MR BERRY (10.54): This is a classic example of the Liberal Party again pretending that it is something that it really is not. This is the classic privatisation move by the Minister - on his own admission. In the debate over this issue one of the first things he talked about was whether or not research and advisory services would be necessary in a public hospital system. "I do not know", he said, "whether they would be necessary or not".

That is why there has been a deliberate decision made not to list the sorts of services which have been provided in the past to the people of the ACT, and that is why it can be clearly seen that this Government is following its slavish commitment to the Priorities Review Board report to rationalise services to the people of the ACT. The Chief Minister grimaces. No wonder! Of course, he pretends that he is an innocent party in this matter, but he is not. The fact of the matter is that what the Liberals - and the Residents Rally and those other members of the Government - are about is endorsing a piece of legislation which will allow the Government to withdraw services from the public hospital sector and from the people of the ACT. The Liberal Party is pretending that it is something it is not. It is a classic example of the Liberal Party's presentation of itself to the electorate.

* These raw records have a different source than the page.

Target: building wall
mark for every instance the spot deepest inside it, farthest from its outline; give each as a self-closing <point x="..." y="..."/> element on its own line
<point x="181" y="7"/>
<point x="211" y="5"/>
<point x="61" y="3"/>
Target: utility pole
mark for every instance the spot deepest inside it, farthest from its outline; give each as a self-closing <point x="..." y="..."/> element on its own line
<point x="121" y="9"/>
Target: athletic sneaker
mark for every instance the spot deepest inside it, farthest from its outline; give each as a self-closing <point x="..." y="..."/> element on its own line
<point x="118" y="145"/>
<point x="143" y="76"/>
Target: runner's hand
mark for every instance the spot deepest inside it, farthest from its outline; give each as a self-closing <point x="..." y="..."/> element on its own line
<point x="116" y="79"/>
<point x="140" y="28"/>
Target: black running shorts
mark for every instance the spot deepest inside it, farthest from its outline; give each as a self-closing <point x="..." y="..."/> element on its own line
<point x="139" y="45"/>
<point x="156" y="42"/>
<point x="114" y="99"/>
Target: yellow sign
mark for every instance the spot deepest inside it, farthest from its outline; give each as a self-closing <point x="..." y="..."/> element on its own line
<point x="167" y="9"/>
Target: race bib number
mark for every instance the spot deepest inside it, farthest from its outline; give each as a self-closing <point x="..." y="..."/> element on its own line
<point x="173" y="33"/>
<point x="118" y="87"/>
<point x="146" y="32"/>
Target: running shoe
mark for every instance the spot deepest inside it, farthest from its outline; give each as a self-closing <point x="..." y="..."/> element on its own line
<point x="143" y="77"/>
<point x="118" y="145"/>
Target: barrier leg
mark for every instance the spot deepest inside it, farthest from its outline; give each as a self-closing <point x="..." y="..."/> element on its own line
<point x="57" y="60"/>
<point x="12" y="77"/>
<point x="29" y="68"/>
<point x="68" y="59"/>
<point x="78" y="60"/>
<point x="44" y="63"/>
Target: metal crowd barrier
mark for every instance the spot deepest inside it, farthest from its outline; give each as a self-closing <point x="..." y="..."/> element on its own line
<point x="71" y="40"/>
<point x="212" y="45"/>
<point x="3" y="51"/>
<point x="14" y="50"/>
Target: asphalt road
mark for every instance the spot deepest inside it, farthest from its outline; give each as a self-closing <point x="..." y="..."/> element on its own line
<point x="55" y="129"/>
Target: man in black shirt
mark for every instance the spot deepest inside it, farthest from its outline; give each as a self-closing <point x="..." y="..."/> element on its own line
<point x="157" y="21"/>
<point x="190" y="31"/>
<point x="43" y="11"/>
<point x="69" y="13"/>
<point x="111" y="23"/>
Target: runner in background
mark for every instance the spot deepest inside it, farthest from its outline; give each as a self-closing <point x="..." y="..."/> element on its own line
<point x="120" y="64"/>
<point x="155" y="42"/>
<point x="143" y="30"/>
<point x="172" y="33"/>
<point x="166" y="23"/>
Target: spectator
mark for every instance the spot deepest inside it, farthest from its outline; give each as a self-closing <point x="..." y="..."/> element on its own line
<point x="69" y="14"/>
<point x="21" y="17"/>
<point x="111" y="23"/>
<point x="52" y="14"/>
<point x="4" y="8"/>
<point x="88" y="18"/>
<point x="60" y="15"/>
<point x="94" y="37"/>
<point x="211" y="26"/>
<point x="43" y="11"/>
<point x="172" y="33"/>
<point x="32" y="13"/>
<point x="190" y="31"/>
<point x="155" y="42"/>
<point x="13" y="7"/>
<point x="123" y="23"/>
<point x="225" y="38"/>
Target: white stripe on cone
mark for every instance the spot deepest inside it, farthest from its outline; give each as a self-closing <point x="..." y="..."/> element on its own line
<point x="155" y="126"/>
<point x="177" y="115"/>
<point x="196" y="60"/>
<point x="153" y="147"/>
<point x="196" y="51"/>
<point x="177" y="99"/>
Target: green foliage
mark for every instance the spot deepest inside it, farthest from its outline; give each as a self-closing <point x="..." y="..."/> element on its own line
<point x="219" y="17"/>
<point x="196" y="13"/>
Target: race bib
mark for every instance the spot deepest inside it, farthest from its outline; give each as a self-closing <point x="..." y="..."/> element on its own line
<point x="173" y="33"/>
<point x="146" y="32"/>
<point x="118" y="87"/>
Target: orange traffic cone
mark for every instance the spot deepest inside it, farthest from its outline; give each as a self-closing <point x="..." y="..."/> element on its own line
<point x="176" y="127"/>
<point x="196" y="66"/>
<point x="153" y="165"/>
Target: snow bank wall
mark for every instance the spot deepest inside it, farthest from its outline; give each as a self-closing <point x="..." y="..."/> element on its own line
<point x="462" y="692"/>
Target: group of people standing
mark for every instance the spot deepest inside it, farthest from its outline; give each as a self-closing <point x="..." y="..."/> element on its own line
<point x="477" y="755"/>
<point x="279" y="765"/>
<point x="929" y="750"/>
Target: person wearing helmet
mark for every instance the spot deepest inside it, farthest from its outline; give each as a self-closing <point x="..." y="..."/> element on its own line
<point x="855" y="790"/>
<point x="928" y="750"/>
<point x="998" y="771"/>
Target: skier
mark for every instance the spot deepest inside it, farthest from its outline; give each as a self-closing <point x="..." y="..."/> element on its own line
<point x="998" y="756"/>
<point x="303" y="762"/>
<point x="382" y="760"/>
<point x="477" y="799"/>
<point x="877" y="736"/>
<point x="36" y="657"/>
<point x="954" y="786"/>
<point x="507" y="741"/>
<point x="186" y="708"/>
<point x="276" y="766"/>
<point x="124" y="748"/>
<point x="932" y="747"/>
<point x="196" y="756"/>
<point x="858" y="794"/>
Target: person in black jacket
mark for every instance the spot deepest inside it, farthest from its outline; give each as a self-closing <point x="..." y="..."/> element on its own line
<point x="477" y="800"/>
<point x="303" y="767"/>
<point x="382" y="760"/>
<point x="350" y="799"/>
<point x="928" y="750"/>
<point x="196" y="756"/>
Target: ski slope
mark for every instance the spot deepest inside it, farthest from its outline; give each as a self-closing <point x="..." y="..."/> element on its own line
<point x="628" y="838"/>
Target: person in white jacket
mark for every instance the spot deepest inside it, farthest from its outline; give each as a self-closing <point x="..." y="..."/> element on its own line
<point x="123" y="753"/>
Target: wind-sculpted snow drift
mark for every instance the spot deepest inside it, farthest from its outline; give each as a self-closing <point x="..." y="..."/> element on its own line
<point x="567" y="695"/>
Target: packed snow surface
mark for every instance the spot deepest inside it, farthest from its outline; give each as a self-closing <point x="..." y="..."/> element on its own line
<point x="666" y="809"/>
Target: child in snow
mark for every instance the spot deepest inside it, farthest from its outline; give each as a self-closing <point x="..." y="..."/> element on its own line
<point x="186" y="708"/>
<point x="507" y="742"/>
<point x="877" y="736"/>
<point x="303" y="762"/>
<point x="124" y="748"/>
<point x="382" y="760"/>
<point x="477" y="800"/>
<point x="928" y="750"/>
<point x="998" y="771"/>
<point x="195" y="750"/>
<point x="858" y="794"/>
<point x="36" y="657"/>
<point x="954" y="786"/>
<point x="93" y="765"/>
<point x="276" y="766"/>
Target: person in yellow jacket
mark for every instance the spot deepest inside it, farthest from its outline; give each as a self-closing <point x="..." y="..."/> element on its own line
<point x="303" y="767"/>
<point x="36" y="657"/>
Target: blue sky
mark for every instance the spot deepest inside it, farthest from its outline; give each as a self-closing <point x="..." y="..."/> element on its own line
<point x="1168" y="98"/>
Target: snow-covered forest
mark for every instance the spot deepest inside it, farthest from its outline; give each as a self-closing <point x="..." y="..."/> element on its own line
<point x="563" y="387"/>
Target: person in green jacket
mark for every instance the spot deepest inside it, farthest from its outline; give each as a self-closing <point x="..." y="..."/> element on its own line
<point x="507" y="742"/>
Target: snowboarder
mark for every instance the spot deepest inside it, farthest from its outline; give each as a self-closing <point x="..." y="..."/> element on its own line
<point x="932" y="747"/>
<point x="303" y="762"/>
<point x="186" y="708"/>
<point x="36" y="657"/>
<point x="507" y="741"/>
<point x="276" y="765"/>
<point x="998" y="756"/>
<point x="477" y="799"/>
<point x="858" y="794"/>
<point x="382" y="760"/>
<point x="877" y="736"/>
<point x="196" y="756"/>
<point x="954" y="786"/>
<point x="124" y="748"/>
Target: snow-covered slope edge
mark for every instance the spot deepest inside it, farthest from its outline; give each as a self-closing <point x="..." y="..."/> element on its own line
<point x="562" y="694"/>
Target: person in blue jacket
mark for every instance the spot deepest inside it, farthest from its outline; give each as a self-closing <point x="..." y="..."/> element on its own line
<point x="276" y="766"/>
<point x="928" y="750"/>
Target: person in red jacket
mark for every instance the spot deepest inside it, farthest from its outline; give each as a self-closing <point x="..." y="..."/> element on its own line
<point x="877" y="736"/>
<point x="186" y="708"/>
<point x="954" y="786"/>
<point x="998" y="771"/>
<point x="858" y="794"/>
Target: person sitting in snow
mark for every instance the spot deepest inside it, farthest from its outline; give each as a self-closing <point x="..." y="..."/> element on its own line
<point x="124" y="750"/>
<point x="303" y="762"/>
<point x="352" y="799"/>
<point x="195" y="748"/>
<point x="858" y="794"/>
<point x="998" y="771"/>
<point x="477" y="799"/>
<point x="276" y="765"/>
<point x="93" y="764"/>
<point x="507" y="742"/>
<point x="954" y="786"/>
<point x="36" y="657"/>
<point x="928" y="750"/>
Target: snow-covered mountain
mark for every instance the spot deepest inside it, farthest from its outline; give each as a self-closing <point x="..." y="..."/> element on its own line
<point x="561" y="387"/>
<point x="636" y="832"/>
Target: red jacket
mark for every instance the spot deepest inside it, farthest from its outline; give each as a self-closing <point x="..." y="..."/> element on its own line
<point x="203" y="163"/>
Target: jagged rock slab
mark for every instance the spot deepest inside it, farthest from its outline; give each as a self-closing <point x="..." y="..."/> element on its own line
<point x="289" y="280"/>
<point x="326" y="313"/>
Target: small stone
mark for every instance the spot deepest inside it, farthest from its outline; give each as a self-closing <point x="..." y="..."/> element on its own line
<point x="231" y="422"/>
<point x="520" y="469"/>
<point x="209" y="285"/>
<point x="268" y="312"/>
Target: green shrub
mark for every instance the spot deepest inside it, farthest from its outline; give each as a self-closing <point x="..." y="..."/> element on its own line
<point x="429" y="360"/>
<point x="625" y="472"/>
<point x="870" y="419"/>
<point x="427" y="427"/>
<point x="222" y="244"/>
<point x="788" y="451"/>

Talk about political fantasies. Nobody is fooled by the Government opposite. Mr Humphries said that the lists that were put up by me in my amendment were proscriptive. I have to say, Mr Humphries, that you have got it wrong, because it is clearly not proscriptive. It says:

to include, without limiting such services:

(i) medical and hospital services;

(ii) diagnostic, therapeutic and rehabilitation services ...

Do you think those ones will - - -

Mr Humphries: Yes, but you must include those things; it is prescriptive.

MR BERRY: Of course, but it does not exclude any extra services. The fact of the matter is that this sets out to ensure that services are provided by the public hospital service in the ACT, and to prevent the Government from winding back the delivery of those public hospital services to the people of the ACT, particularly to the people that cannot afford to use the private sector services which this Government favours.